Message Value: It contains the actual data we want to transmit. Kafka does not interpret the content of the value. It is received and sent as it is. It can be XML, JSON, String, or anything. Kafka does not care and stores everything. Many Kafka developers favor using Apache Avro, a serialization framework initially developed for Hadoop.
Timestamp (Optional): We can include an optional timestamp in a message indicating its creation timestamp. It is useful for tracking when events occurred, especially in scenarios where event time is important.
Compression Type (Optional): Kafka messages are generally small in size, and sent in a standard data format, such as JSON, Avro, or Protobuf. Additionally, we can further compress them into gzip, lz4, snappy or zstd formats.
Headers (Optional): Kafka allows adding headers that may contain additional meta-information related to the message.
Partition and Offset Id: Once a message is sent into a Kafka topic, it also receives a partition number and offset id that is stored within the message.
Kafka Cluster#
A Kafka cluster is a system of multiple interconnected Kafka brokers (servers).

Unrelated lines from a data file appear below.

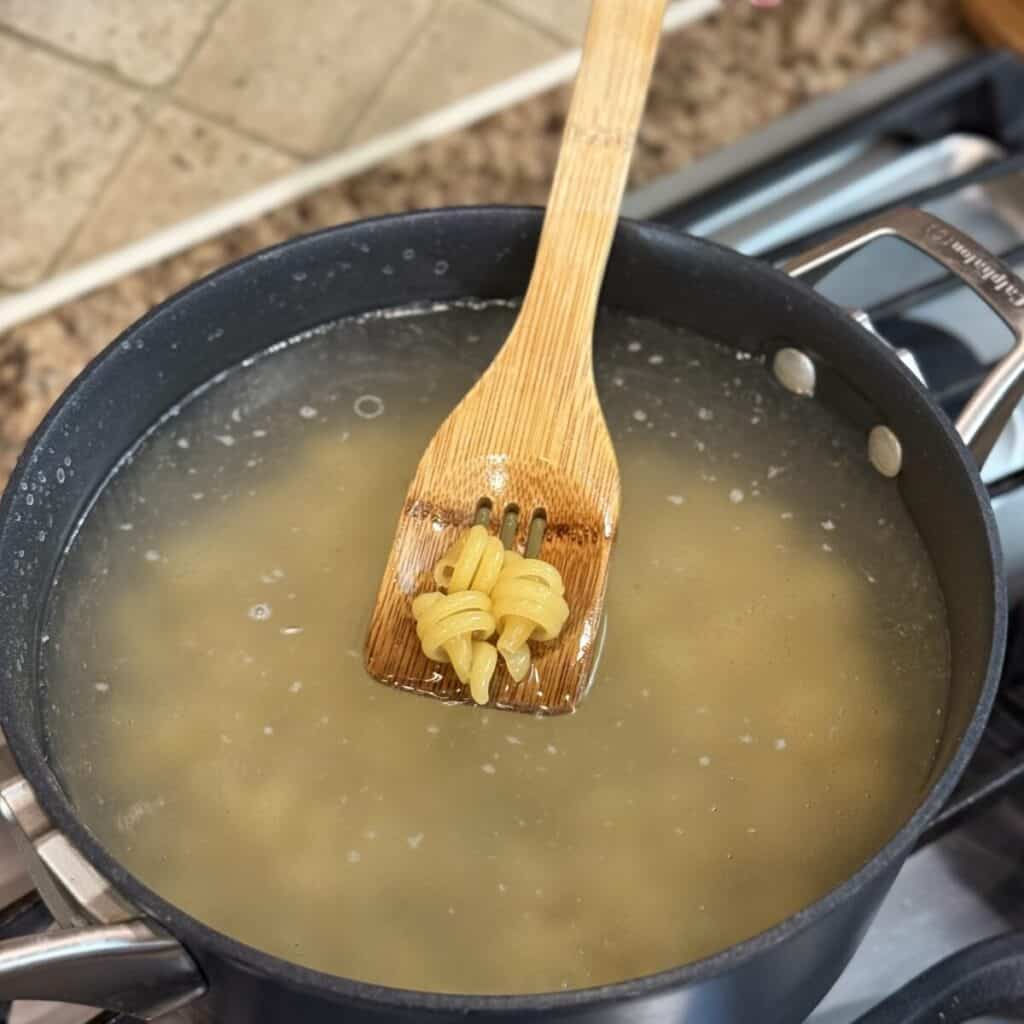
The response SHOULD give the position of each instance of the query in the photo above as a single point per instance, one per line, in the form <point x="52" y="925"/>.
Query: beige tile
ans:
<point x="300" y="76"/>
<point x="62" y="131"/>
<point x="565" y="18"/>
<point x="144" y="41"/>
<point x="184" y="164"/>
<point x="467" y="46"/>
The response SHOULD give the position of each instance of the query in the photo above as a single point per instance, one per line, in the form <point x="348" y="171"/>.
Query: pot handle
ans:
<point x="999" y="288"/>
<point x="986" y="978"/>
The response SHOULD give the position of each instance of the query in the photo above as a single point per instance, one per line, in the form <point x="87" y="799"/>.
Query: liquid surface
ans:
<point x="766" y="709"/>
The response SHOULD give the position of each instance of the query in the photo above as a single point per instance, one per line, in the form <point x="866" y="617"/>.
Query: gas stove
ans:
<point x="943" y="130"/>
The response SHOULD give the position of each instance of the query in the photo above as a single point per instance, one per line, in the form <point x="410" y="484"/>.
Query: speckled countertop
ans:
<point x="716" y="81"/>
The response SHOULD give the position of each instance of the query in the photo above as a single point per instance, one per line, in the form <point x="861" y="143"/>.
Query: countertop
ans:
<point x="716" y="81"/>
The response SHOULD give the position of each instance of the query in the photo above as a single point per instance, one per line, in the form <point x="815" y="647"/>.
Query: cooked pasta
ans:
<point x="488" y="590"/>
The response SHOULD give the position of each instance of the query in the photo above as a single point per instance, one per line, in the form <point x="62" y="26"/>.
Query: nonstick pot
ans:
<point x="122" y="946"/>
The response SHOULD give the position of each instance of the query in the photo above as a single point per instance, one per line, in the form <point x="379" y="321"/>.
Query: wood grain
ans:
<point x="530" y="432"/>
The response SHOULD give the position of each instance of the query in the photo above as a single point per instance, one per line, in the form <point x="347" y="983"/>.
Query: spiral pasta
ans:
<point x="488" y="590"/>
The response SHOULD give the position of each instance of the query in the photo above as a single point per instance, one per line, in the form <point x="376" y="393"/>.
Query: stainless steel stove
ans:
<point x="943" y="130"/>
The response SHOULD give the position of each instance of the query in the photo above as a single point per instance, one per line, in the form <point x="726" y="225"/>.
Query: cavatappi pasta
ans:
<point x="488" y="591"/>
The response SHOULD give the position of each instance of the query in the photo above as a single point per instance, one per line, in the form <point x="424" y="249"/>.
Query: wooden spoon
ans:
<point x="529" y="441"/>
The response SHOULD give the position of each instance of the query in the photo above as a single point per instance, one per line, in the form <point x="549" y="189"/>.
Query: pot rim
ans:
<point x="192" y="932"/>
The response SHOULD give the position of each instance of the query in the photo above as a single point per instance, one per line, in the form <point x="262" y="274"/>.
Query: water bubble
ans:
<point x="368" y="407"/>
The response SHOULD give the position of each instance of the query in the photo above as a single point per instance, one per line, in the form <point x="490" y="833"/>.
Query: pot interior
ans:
<point x="233" y="316"/>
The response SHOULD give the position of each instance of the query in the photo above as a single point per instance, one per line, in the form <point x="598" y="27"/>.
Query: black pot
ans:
<point x="138" y="952"/>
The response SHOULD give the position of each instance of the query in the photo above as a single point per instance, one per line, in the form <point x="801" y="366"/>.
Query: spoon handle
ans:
<point x="583" y="209"/>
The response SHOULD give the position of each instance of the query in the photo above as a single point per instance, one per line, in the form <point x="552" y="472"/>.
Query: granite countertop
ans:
<point x="716" y="81"/>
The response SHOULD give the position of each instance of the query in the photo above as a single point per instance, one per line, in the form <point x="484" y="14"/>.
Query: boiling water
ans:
<point x="766" y="711"/>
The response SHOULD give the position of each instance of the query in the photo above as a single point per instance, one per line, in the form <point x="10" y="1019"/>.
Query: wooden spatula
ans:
<point x="528" y="442"/>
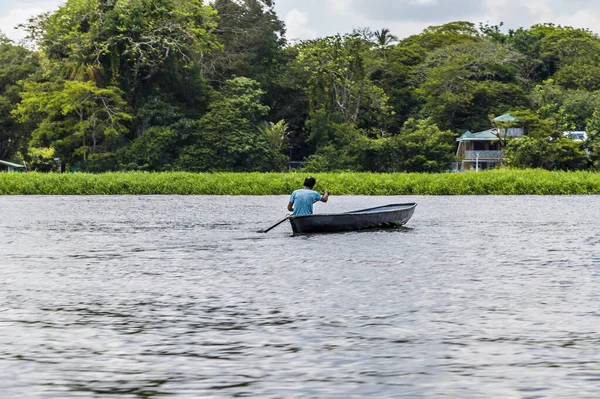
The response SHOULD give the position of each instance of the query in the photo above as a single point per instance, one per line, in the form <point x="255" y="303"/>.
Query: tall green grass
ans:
<point x="497" y="182"/>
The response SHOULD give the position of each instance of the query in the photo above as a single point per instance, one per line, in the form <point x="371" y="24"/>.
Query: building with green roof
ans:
<point x="485" y="150"/>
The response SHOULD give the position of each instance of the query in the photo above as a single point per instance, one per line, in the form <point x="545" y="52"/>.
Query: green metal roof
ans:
<point x="13" y="165"/>
<point x="490" y="134"/>
<point x="505" y="118"/>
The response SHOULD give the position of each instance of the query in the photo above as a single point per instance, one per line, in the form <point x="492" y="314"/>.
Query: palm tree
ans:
<point x="276" y="134"/>
<point x="384" y="39"/>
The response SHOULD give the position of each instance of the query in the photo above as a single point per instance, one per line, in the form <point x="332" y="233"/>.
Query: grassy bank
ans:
<point x="499" y="182"/>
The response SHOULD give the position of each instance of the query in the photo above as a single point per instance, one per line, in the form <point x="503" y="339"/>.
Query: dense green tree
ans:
<point x="16" y="64"/>
<point x="74" y="118"/>
<point x="252" y="37"/>
<point x="229" y="135"/>
<point x="462" y="84"/>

These brokers cooperatively handle data distribution and ensure fault tolerance, thereby enabling efficient data processing and reliable storage.
Kafka Broker#
A Kafka broker is a server in the Apache Kafka distributed system that stores and manages the data (messages). It handles requests from producers to write data, and from consumers to read data. Multiple brokers together form a Kafka cluster.
Kafka Zookeeper#
Apache ZooKeeper is a service used by Kafka for cluster coordination, failover handling, and metadata management. It keeps Kafka brokers in sync, manages topic and partition information, and aids in broker failure recovery and leader election.
Kafka Producer#
In Apache Kafka, a producer is an application that sends messages to Kafka topics. It handles message partitioning based on specified keys, serializes data into bytes for storage, and can receive acknowledgments upon successful message delivery. Producers also feature automatic retry mechanisms and error handling capabilities for robust data transmission.
Kafka Consumer#
A Kafka consumer is an application that reads (or consumes) messages from Kafka topics. It can subscribe to one or more topics, deserializes the received byte data into a usable format, and has the capability to track its offset (the messages it has read) to manage the reading position within each partition. It can also be part of a consumer group to share the workload of reading messages.